The single most-cited reason interview scorecards fail is not that the template is wrong. It is that the team uses the template as a souvenir of the interview rather than as the instrument that drives the decision. The scorecard gets filled in five minutes after the conversation ends, from memory, with the candidate’s name already mentally scored as “yes” or “no”. The scores are reverse-engineered to match the gut-feel verdict. The document gets filed. Nobody is the wiser.
This guide gives you a free interview scorecard template you can copy into Google Sheets, Notion, or a sheet of paper, and explains the discipline that makes it actually work. Both halves matter. The template without the discipline is theater.
Why a scorecard at all
Decades of organizational psychology research show structured interviews predict on-the-job performance substantially better than unstructured ones. The McDaniel et al. (1994) meta-analysis 1 reported criterion-related validity nearly three times higher for structured interviews (.63 vs .20). Schmidt and Hunter’s landmark 1998 synthesis of 85 years of selection research 2 reported a smaller but still substantial advantage (.51 vs .38), and Wingate et al. (2025) re-validated the same direction with modern data 3. The cost of getting this wrong is not academic. SHRM puts the total cost of replacing an employee at 0.5x to 2x the position’s annual salary 4, with the widely-cited “30% of annual salary” figure (commonly attributed to the U.S. Department of Labor) sitting at the floor of that range 5.

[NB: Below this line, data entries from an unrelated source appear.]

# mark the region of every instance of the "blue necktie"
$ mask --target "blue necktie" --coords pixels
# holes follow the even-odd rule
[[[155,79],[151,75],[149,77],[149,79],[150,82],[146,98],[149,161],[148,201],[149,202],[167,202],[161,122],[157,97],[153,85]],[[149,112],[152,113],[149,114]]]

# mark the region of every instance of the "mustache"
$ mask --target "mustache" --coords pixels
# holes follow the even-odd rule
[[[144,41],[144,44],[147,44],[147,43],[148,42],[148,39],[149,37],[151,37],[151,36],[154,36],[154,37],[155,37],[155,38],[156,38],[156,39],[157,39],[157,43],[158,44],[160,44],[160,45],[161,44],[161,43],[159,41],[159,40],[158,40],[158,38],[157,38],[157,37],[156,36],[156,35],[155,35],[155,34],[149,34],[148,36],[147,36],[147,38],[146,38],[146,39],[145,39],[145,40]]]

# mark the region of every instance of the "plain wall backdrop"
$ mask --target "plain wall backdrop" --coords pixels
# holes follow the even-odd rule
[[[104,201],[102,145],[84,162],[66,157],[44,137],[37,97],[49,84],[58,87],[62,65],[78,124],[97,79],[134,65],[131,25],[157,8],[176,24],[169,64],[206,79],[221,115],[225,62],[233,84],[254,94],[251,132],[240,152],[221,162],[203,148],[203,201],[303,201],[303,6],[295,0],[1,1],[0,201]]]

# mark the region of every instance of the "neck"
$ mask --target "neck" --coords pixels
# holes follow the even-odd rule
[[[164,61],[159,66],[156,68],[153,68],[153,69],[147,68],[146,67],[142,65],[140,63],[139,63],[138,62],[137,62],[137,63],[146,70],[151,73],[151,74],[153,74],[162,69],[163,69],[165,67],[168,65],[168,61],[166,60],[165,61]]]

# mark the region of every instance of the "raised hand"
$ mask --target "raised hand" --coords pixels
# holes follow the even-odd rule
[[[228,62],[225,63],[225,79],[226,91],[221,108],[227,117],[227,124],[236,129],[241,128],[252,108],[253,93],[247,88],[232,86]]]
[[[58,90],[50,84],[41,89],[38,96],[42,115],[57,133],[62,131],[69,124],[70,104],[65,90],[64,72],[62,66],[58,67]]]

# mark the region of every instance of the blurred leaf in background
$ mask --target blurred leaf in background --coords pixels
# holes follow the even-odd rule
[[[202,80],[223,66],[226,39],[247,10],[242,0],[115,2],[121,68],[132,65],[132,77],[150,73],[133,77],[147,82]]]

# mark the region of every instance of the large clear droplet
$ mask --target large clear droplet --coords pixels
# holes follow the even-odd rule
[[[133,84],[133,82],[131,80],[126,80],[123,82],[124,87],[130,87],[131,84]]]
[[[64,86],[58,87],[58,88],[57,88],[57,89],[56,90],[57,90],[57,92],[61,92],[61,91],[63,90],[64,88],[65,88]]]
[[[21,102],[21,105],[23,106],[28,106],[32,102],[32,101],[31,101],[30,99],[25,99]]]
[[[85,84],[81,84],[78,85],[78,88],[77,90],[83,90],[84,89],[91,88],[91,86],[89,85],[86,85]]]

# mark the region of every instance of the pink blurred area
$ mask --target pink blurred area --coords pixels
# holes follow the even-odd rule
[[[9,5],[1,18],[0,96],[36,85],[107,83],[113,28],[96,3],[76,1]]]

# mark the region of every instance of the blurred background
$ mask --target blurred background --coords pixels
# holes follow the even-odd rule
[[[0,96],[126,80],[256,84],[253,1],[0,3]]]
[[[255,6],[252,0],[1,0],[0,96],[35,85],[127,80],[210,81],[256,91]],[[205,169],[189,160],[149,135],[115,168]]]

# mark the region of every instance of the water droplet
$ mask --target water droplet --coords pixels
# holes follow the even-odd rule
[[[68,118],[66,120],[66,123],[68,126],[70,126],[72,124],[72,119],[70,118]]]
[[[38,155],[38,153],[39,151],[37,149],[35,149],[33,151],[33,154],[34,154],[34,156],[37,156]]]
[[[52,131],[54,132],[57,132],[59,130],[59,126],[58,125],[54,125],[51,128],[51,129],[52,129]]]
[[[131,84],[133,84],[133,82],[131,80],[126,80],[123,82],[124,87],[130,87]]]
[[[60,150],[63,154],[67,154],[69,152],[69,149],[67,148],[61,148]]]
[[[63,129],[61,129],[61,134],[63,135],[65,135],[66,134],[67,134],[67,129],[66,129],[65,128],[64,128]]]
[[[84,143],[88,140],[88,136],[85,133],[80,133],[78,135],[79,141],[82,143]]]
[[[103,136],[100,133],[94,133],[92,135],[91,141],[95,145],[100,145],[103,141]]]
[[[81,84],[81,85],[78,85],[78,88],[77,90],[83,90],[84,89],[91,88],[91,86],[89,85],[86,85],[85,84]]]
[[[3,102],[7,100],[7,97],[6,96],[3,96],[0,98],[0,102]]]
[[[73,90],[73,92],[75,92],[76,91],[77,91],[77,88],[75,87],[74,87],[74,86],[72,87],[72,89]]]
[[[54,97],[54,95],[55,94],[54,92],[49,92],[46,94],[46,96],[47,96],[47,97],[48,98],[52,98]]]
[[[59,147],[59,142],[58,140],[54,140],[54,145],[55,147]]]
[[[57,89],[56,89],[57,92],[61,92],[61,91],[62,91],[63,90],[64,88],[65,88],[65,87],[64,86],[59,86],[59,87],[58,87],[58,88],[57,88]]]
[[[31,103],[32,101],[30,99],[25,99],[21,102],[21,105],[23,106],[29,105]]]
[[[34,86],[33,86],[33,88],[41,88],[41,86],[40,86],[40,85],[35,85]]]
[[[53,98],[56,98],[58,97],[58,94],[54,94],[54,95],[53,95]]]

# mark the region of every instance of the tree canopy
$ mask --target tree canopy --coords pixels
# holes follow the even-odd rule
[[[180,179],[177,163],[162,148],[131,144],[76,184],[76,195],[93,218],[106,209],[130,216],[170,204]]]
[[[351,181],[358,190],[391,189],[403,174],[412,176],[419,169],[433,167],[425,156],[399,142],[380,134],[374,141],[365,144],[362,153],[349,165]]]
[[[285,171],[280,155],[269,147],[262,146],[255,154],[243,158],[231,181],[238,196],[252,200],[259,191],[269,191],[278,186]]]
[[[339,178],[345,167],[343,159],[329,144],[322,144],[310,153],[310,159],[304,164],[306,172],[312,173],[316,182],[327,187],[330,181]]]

Translated: for an $80,000-a-year role, a single bad hire costs the company somewhere between $40,000 and $160,000 (the SHRM 0.5x-2x range), or even more for senior and revenue-touching positions. The scorecard is the single cheapest defense against that cost.
The template
Copy this directly into a spreadsheet, a Notion page, or a doc. One scorecard per candidate per role.
Header block
| Field | Value |
|---|---|
| Candidate | (name) |
| Role | (role title) |
| Interviewer | (name) |
| Date | (date) |
| Interview round | (1, 2, panel, final) |
Criteria block
This is the heart of the scorecard. Define the criteria before you see the first candidate, not while you are filling in the form. Add or remove rows to fit the role; 4 to 6 criteria is the sweet spot.

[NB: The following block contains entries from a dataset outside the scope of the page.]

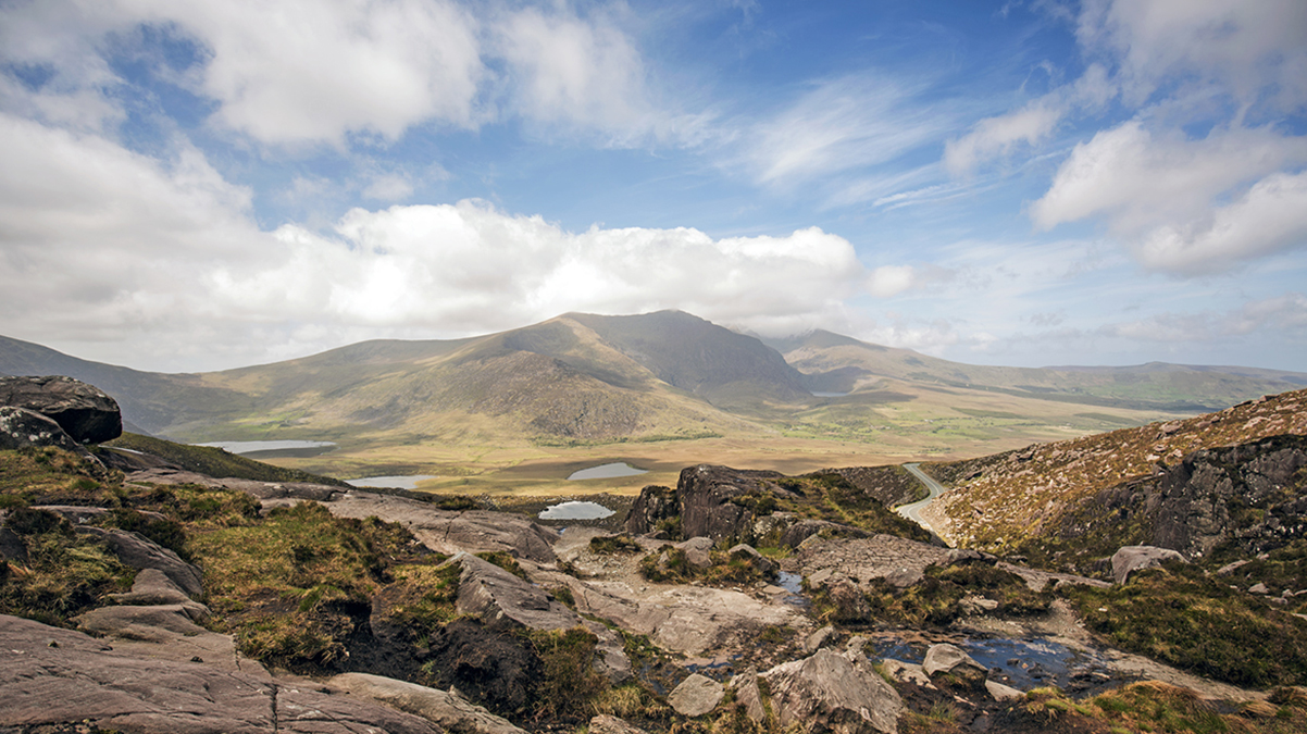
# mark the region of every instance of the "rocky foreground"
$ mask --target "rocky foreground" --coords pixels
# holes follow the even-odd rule
[[[626,533],[558,532],[88,452],[50,423],[0,443],[0,731],[1307,727],[1300,568],[1265,545],[1239,573],[1299,588],[1221,609],[1265,622],[1280,667],[1197,675],[1103,622],[1146,584],[1206,582],[1195,559],[1128,546],[1090,577],[949,549],[840,474],[695,466]]]

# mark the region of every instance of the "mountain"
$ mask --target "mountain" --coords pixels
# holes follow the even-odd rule
[[[652,466],[644,479],[667,483],[676,464],[704,458],[799,473],[991,455],[1307,384],[1240,367],[979,367],[830,332],[763,342],[677,311],[565,313],[481,337],[378,340],[182,375],[0,337],[0,374],[101,385],[135,432],[335,441],[288,462],[339,477],[437,474],[455,491],[469,481],[552,491],[591,457]],[[561,453],[578,447],[589,453]]]
[[[1307,374],[1150,362],[1128,367],[987,367],[830,332],[769,340],[813,391],[855,392],[881,377],[1017,397],[1196,413],[1307,387]]]

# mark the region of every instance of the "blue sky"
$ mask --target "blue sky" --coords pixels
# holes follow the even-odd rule
[[[1300,0],[7,0],[0,71],[0,333],[89,359],[681,308],[1307,371]]]

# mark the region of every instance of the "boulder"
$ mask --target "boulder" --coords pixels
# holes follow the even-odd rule
[[[860,646],[817,650],[762,674],[782,727],[835,734],[891,734],[903,708],[899,695],[872,669]]]
[[[1123,546],[1112,554],[1112,577],[1117,584],[1124,584],[1131,573],[1161,566],[1167,560],[1184,560],[1184,556],[1171,549]]]
[[[108,546],[123,566],[132,568],[158,568],[191,597],[204,593],[200,569],[140,533],[105,528],[78,526],[77,533],[94,535]]]
[[[123,435],[118,401],[72,377],[0,377],[0,405],[39,413],[77,443],[98,444]]]
[[[601,713],[589,720],[589,734],[648,734],[634,724]]]
[[[463,696],[417,683],[366,673],[344,673],[329,679],[327,686],[421,716],[454,734],[525,734],[508,720],[467,701]]]
[[[680,513],[681,508],[676,502],[676,490],[650,485],[640,490],[640,496],[635,498],[631,511],[626,513],[626,532],[633,535],[656,533],[665,522]]]
[[[979,683],[989,675],[985,666],[962,652],[962,648],[948,643],[931,645],[925,650],[921,670],[932,679],[938,675],[951,675],[965,683]]]
[[[763,579],[774,577],[776,571],[780,569],[780,566],[775,560],[762,555],[757,549],[746,543],[732,546],[727,554],[732,560],[742,560],[752,566]]]
[[[439,734],[416,716],[196,662],[146,660],[72,630],[0,615],[0,729],[133,734]]]
[[[667,703],[681,716],[703,716],[715,709],[723,696],[725,687],[721,683],[695,673],[668,694]]]
[[[39,413],[12,405],[0,405],[0,449],[52,445],[73,453],[85,453],[59,423]]]

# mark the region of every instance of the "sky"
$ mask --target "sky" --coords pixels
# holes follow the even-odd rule
[[[0,0],[0,334],[1307,371],[1302,0]]]

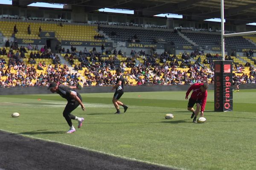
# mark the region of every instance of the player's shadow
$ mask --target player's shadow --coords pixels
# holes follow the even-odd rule
[[[104,112],[104,113],[85,113],[84,114],[85,115],[104,115],[104,114],[115,114],[114,113],[106,113],[106,112]]]
[[[66,132],[65,131],[47,131],[47,130],[38,130],[35,131],[31,131],[29,132],[20,132],[13,134],[13,135],[23,134],[23,135],[38,135],[38,134],[59,134],[64,133]]]
[[[183,113],[184,114],[191,114],[191,113],[190,112],[189,112],[188,110],[186,110],[186,111],[175,111],[175,112],[173,112],[174,113]],[[205,113],[205,112],[214,112],[214,110],[207,110],[207,111],[204,111],[204,112]],[[192,112],[191,112],[192,113]],[[200,113],[199,113],[200,114]]]
[[[177,123],[190,123],[190,122],[187,122],[187,120],[190,120],[190,119],[183,119],[183,120],[169,120],[168,121],[162,121],[161,122],[161,123],[172,123],[174,124],[177,124]]]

| # | Criterion | Weight (1–5) | Evidence (quote what the candidate said) | Evidence quality (Surface / Specific / Tested) | Score (1–5) |
|---|---|---|---|---|---|
| 1 | (e.g. “Has run a B2B negotiation through to close on a deal of $50K+ in the last 24 months”) | ||||
| 2 | (e.g. “Can explain a technical decision to a non-technical stakeholder without losing precision”) | ||||
| 3 | |||||
| 4 | |||||
| 5 | |||||
| 6 |
Decision block
| Field | Value |
|---|---|
| Weighted score | (sum of Score × Weight) |
| Strengths | (one or two sentences, citing evidence) |
| Concerns | (one or two sentences, citing evidence) |
| Open questions for the next round | (gaps where evidence was thin) |
| Recommendation | Strong yes / Yes / Mixed / No / Strong no |
| Rationale (one sentence) | (frame as evidence, not verdict) |
That is the entire template. Sixty seconds to set up. Useless without what comes next.
How to actually use it: the discipline
1. Define criteria first, never during the interview
Open the scorecard before the first candidate is on the call. Decide, with the hiring manager, what the 4 to 6 criteria are, what weight each carries, and what evidence-strong looks like for each one. Write a one-line rubric for each: evidence-strong = the candidate cites a specific deal with named context (industry, size, objection), the action they took, and a measurable outcome. Evidence-weak = generic claim, no example, no numbers.
If you skip this step, the scorecard becomes a post-hoc rationalization. The whole point is to lock the standard before any candidate-specific bias enters the picture.
2. Write evidence during the interview, not from memory after
The most common failure mode is filling in the scorecard from memory five minutes after the call. By that point, what survives is impression, not evidence. The candidate who spoke fluently feels stronger; the candidate who was nervous feels weaker. This is the halo effect documented in decades of cognitive psychology 6: a single positive attribute (verbal fluency, confident posture) contaminates evaluation of every other dimension. The validity numbers earlier in this article are not theoretical: Schmidt & Hunter found unstructured interviews explain less than 15% of the variance in on-the-job performance, meaning a memory-based score is closer to a coin-flip than to a measurement.
Instead: quote the candidate’s actual words in the Evidence column, while the interview is happening. Even short fragments are fine. “Said: led migration of 12-person team from monolith to microservices over 9 months, KPI was deploy frequency, went from weekly to daily.” That is evidence. “Strong technical leadership” is impression.
3. Use the evidence-quality classification
Every quote you capture goes in one of three buckets:
- Surface — the candidate made a generic claim with no specifics. (“I’m a strong leader.”)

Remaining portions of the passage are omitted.